We will use Audacity to work with the audio. Audacity can directly import raw data, just give it the parameters we worked out. Alternatively, you can also put an audio header to the front of the data. I decided to cook some WAVE header, because it is a pretty cheap format, but has a very cheap header. Just remember to use the Big Endian variant (Google for it). This will yield a somewhat broken file:

xxd -r <<EOF >header-be.wav
00000000: 5249 4658 0100 0000 5741 5645 666d 7420  RIFX....WAVEfmt 
00000010: 0000 0010 0001 0002 0000 ac44 0002 b110  ...........D....
00000020: 0004 0010 6461 7461                      ....data
EOF
cat header-be.wav audio.raw >audio.wav

Note the RIFX instead of the common RIFF. But really, just import it with Audacity.

Analyzing cats

Now listen to the audio. Now wipe away the blood. Don’t worry, you won’t need your ears to solve this one.

If you have a trained ear, you might here that on some beats, there is a louder clack. These are the bits, we are looking for. Otherwise, just look at the spectrogram using a tool like sox or spek:

sox audio.wav -n spectrogram

Spectogram created with sox

If you know how a spectrum normally looks, you notice immediately those odd-looking needles. The band in the lower third of a channel does not fade out smoothly, but seems to be cut off at 8kHz. That’s the cats’n’drums. The needles contain the “clack” on the beat. Each spike contains one bit of information, and all bits together contain the flag in the following encoding:

8bit ASCII, big-endian

Easy as pie. To get at the flag, we will open the audio in Audacity, and use its “Frequency Analysis”. There is a glaring gap at right above 8kHz:

Spectogram created with sox

For your convenience, I added a notch filter at 8250Hz to make that frequency interesting to you. But we already had that information from the spectrum. We will now cut out all low frequencies with a very narrow -48dB high-pass filter. You can use Audacity’s Equalization “effect” for that. Our fall-off is between 8kHz and 9kHz. Do not make it too steep, or you may get aliasing which disturbs the high frequencies, the ones we are interested in.

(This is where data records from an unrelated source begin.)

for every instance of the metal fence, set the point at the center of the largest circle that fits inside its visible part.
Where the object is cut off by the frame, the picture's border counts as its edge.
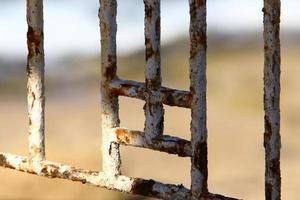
(154, 95)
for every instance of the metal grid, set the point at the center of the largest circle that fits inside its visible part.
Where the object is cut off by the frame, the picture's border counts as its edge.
(154, 96)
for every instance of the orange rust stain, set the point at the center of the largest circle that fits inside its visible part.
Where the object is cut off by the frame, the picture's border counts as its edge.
(124, 136)
(34, 38)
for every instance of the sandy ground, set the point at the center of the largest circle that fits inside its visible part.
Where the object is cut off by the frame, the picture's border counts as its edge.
(235, 125)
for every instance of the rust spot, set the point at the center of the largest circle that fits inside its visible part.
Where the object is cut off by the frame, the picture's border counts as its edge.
(275, 167)
(143, 187)
(110, 149)
(2, 160)
(54, 173)
(148, 10)
(110, 70)
(33, 99)
(194, 7)
(268, 131)
(149, 49)
(125, 137)
(200, 161)
(157, 27)
(198, 40)
(268, 190)
(66, 174)
(34, 38)
(44, 170)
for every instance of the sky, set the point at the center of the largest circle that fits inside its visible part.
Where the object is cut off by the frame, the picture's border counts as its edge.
(71, 26)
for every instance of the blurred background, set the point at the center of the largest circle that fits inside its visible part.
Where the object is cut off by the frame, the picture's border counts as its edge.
(235, 94)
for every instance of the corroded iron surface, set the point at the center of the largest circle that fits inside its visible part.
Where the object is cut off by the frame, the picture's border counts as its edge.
(138, 90)
(154, 95)
(164, 143)
(99, 179)
(272, 99)
(35, 75)
(109, 101)
(198, 90)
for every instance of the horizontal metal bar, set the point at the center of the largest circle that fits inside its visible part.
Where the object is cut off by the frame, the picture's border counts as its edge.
(138, 90)
(164, 143)
(124, 184)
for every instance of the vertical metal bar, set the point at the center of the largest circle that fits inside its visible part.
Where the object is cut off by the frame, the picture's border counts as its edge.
(198, 90)
(272, 99)
(109, 101)
(154, 111)
(35, 74)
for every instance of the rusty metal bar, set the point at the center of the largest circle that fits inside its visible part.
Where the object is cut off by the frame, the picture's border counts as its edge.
(35, 75)
(272, 99)
(198, 90)
(154, 111)
(164, 143)
(124, 184)
(165, 95)
(109, 101)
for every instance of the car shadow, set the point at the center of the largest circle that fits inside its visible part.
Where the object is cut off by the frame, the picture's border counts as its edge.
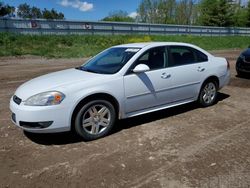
(70, 137)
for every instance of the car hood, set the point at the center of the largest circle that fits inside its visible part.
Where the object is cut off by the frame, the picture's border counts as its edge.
(52, 81)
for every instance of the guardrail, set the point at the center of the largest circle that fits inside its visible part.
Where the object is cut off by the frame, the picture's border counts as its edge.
(65, 27)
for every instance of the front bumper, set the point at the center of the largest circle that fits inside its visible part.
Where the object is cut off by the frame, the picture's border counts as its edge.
(40, 119)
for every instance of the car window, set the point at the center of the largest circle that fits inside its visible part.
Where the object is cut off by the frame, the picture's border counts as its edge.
(155, 58)
(182, 55)
(109, 61)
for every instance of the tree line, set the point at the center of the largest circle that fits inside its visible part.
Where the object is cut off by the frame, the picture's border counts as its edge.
(222, 13)
(26, 11)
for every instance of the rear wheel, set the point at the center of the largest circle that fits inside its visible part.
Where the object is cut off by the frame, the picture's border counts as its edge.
(208, 93)
(95, 119)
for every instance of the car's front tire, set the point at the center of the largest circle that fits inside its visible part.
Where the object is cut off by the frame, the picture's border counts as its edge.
(95, 119)
(208, 93)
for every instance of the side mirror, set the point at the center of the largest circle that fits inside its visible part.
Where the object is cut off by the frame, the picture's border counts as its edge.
(141, 68)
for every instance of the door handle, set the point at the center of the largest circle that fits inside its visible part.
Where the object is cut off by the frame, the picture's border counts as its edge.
(200, 69)
(165, 75)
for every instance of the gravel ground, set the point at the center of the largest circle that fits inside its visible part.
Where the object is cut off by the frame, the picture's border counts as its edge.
(185, 146)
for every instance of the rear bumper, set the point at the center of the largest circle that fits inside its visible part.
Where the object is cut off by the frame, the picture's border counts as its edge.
(40, 119)
(225, 79)
(242, 67)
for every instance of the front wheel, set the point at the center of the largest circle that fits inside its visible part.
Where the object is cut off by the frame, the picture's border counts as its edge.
(95, 119)
(208, 93)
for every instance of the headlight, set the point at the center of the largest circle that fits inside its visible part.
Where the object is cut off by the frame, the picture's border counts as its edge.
(45, 99)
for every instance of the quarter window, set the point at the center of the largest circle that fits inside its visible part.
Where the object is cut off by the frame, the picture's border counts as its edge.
(154, 58)
(182, 55)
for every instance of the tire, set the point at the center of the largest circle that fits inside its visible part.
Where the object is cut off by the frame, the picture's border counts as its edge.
(208, 93)
(95, 119)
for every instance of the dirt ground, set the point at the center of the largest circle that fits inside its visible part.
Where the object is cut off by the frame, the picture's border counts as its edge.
(185, 146)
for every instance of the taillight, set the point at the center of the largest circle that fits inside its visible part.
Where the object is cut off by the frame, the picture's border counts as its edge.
(228, 65)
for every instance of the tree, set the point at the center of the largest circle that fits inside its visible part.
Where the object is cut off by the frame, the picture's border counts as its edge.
(216, 13)
(248, 15)
(167, 11)
(118, 16)
(35, 13)
(24, 11)
(184, 12)
(6, 10)
(52, 14)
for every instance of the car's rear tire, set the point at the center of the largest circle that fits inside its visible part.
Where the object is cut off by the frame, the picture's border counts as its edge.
(208, 93)
(95, 119)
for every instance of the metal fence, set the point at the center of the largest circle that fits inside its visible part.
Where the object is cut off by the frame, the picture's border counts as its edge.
(63, 27)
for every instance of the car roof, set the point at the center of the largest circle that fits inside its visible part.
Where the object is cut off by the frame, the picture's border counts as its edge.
(153, 44)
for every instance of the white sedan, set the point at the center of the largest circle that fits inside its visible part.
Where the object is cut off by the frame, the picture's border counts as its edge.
(120, 82)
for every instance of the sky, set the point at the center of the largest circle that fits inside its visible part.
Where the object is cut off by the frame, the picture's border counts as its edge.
(91, 10)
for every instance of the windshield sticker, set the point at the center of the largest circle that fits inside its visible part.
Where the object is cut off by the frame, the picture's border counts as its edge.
(132, 50)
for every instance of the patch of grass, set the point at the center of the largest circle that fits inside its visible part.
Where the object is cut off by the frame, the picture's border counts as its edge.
(68, 46)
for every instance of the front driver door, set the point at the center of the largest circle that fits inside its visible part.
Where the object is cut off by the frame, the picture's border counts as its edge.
(147, 89)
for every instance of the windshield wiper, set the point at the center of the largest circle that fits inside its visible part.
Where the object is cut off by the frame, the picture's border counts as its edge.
(87, 70)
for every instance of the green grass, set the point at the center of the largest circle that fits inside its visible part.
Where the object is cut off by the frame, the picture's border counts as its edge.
(69, 46)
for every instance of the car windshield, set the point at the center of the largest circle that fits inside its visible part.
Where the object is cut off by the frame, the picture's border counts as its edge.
(109, 61)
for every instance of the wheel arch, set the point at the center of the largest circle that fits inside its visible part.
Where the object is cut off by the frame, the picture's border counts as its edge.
(211, 78)
(103, 96)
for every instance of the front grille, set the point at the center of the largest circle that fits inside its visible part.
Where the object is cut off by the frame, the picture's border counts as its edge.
(17, 100)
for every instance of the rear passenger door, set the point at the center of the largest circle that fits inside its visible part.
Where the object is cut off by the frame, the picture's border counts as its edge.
(187, 67)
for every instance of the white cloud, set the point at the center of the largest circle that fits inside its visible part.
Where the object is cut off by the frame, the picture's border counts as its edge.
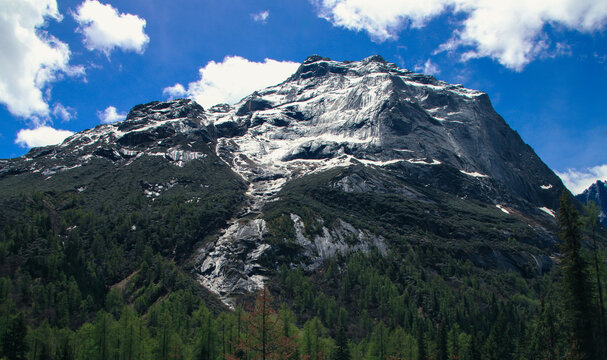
(579, 180)
(64, 113)
(429, 68)
(510, 32)
(232, 79)
(261, 17)
(105, 29)
(110, 115)
(41, 136)
(30, 58)
(175, 91)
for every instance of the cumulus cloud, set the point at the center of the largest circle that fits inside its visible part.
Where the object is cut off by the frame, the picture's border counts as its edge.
(511, 32)
(64, 113)
(105, 29)
(30, 58)
(261, 17)
(110, 115)
(429, 68)
(579, 180)
(41, 136)
(232, 79)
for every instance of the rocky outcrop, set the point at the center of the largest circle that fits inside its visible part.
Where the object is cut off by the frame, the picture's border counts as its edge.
(327, 115)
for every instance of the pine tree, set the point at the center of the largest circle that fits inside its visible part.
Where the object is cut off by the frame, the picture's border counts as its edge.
(14, 344)
(342, 351)
(441, 342)
(592, 225)
(265, 339)
(577, 290)
(421, 343)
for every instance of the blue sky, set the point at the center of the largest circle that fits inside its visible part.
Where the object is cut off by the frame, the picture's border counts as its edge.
(68, 65)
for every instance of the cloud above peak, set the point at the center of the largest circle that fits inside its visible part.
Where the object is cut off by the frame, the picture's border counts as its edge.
(30, 58)
(232, 79)
(579, 180)
(41, 136)
(261, 17)
(510, 32)
(105, 29)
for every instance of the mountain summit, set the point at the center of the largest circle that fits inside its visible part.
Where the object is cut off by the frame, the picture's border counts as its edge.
(597, 192)
(340, 157)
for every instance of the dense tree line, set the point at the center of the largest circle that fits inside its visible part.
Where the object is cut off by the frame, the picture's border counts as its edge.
(78, 286)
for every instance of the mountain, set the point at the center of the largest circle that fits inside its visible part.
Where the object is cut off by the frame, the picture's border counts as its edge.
(597, 192)
(340, 158)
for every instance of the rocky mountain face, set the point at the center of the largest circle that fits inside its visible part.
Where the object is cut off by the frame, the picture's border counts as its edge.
(340, 157)
(597, 192)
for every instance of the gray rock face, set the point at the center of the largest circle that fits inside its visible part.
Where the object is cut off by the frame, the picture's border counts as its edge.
(328, 114)
(597, 193)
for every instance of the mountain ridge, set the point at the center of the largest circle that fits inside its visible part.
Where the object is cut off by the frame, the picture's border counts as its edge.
(399, 131)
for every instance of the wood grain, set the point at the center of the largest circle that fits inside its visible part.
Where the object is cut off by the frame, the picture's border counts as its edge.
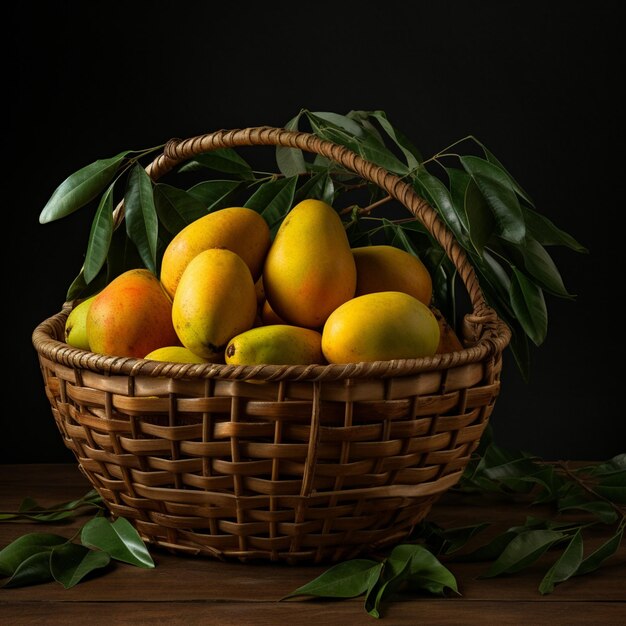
(200, 590)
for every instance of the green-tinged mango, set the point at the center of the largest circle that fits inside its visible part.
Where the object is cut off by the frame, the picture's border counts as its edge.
(76, 325)
(238, 229)
(175, 354)
(309, 270)
(131, 316)
(215, 300)
(276, 344)
(387, 268)
(380, 326)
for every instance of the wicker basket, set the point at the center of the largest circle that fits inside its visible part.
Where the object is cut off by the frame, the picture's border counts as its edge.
(283, 463)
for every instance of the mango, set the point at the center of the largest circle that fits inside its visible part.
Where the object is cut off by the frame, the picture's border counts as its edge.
(276, 344)
(380, 326)
(387, 268)
(448, 339)
(175, 354)
(215, 300)
(268, 315)
(309, 270)
(76, 325)
(131, 316)
(237, 229)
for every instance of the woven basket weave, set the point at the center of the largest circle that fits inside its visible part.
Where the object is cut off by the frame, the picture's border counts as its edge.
(282, 463)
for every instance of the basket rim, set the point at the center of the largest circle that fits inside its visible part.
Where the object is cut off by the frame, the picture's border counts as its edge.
(493, 339)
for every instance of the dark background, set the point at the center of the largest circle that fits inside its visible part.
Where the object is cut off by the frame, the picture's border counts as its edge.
(539, 83)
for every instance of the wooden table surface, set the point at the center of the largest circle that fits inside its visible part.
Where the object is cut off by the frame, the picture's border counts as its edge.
(197, 590)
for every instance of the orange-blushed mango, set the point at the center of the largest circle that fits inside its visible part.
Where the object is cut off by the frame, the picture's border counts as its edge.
(309, 270)
(380, 326)
(131, 316)
(387, 268)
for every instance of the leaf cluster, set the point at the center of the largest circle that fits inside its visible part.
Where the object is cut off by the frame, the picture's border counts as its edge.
(40, 557)
(408, 568)
(596, 493)
(495, 221)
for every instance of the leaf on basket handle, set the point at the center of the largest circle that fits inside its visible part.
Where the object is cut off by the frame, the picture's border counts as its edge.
(142, 224)
(119, 539)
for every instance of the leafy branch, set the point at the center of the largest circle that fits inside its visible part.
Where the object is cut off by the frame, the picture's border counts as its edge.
(597, 492)
(36, 558)
(496, 222)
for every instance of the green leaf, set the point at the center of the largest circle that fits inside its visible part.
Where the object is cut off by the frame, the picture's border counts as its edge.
(522, 551)
(425, 571)
(529, 306)
(99, 237)
(411, 153)
(411, 567)
(214, 194)
(320, 187)
(616, 464)
(142, 224)
(394, 575)
(33, 570)
(24, 547)
(347, 579)
(479, 218)
(500, 196)
(565, 566)
(273, 200)
(516, 187)
(176, 208)
(458, 181)
(397, 237)
(118, 539)
(547, 234)
(540, 265)
(80, 188)
(605, 551)
(335, 120)
(225, 160)
(70, 563)
(348, 133)
(291, 161)
(438, 196)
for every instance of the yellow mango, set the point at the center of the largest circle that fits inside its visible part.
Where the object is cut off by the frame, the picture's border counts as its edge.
(379, 327)
(309, 270)
(268, 315)
(175, 354)
(387, 268)
(131, 316)
(238, 229)
(215, 300)
(76, 325)
(276, 344)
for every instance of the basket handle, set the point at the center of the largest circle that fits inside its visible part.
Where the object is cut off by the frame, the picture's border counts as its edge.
(177, 151)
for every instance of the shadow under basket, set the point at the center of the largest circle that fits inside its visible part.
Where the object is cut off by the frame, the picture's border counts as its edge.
(306, 463)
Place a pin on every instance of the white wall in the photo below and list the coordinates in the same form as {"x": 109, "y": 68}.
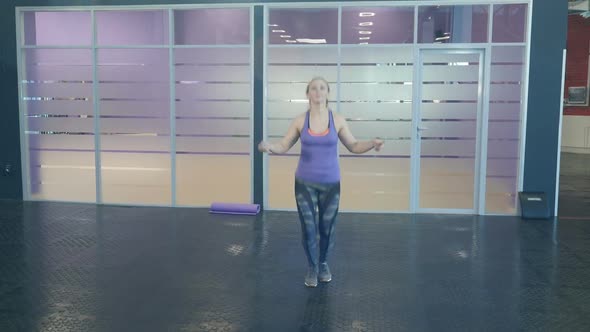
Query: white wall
{"x": 576, "y": 134}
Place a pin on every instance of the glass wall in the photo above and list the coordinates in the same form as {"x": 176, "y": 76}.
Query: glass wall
{"x": 161, "y": 105}
{"x": 368, "y": 57}
{"x": 154, "y": 106}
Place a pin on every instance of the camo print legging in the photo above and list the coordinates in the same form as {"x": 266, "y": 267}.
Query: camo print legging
{"x": 317, "y": 205}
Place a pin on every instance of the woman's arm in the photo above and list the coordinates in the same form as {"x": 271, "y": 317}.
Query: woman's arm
{"x": 351, "y": 143}
{"x": 286, "y": 143}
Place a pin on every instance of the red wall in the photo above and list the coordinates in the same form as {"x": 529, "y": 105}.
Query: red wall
{"x": 578, "y": 48}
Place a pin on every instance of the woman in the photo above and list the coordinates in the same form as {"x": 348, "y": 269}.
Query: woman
{"x": 317, "y": 179}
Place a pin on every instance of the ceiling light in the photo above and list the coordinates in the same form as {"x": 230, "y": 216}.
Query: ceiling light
{"x": 311, "y": 41}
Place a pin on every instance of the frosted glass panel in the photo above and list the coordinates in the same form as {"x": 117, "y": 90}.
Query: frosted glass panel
{"x": 508, "y": 65}
{"x": 303, "y": 26}
{"x": 509, "y": 23}
{"x": 132, "y": 27}
{"x": 377, "y": 25}
{"x": 57, "y": 28}
{"x": 289, "y": 71}
{"x": 213, "y": 125}
{"x": 448, "y": 134}
{"x": 212, "y": 26}
{"x": 59, "y": 126}
{"x": 135, "y": 125}
{"x": 453, "y": 24}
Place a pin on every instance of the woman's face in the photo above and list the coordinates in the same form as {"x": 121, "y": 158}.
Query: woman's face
{"x": 318, "y": 92}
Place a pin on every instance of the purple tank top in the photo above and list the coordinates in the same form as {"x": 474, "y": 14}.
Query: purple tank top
{"x": 319, "y": 155}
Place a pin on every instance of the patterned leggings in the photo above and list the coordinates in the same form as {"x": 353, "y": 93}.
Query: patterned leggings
{"x": 321, "y": 200}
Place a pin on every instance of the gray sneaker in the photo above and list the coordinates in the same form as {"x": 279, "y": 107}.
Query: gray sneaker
{"x": 311, "y": 279}
{"x": 325, "y": 275}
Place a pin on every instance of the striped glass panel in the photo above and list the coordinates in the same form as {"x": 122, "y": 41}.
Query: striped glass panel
{"x": 59, "y": 124}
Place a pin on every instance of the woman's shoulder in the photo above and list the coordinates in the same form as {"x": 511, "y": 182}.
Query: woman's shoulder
{"x": 339, "y": 119}
{"x": 299, "y": 120}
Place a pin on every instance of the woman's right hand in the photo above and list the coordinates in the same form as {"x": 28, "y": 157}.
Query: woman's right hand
{"x": 264, "y": 147}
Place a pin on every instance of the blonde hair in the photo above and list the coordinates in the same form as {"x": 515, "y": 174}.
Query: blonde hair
{"x": 318, "y": 78}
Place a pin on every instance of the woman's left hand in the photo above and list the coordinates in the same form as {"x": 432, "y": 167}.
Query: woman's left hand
{"x": 377, "y": 144}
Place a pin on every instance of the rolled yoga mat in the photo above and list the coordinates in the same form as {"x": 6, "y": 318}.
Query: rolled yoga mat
{"x": 235, "y": 208}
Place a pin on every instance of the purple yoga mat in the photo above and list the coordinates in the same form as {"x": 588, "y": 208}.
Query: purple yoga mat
{"x": 235, "y": 208}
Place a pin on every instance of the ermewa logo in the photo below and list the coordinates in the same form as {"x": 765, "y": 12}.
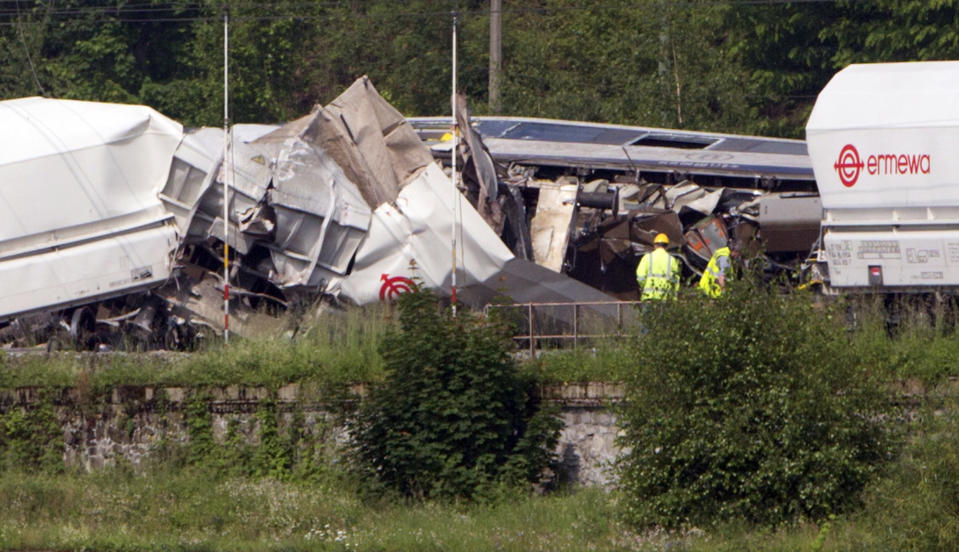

Audacity's Equalizer to get a highly customizable 
low-pass

Afterwards, the low frequencies are completely gone. Now look at the amplitude of the audio signal:

Audacity's Equalizer to get a highly customizable 
low-pass

Now look at those beautiful zeroes (low peak) and ones (high peak)! You can write a script to extract the peaks, which is left as an exercise to the reader, or read it out by hand. The bit sequence is:

0110100001111000011100000111101101110011011100100111100101011111011011100110111101011111011101010110111001101001011000110110111101110010011011100111001101111101

Just group it up neatly and translate it to characters in the programming language of your choice (I recommend Haskell):

h        x        p        {        s        r        y        _
01101000 01111000 01110000 01111011 01110011 01110010 01111001 01011111

n        o        _        u        n        i        c        o
01101110 01101111 01011111 01110101 01101110 01101001 01100011 01101111

r        n        s        }
01110010 01101110 01110011 01111101

So the flag is: hxp{sry_no_unicorns}

No cats were harmed during the creation of the track, but I cannot comment on the health of the participants of the TUMCTF Teaser.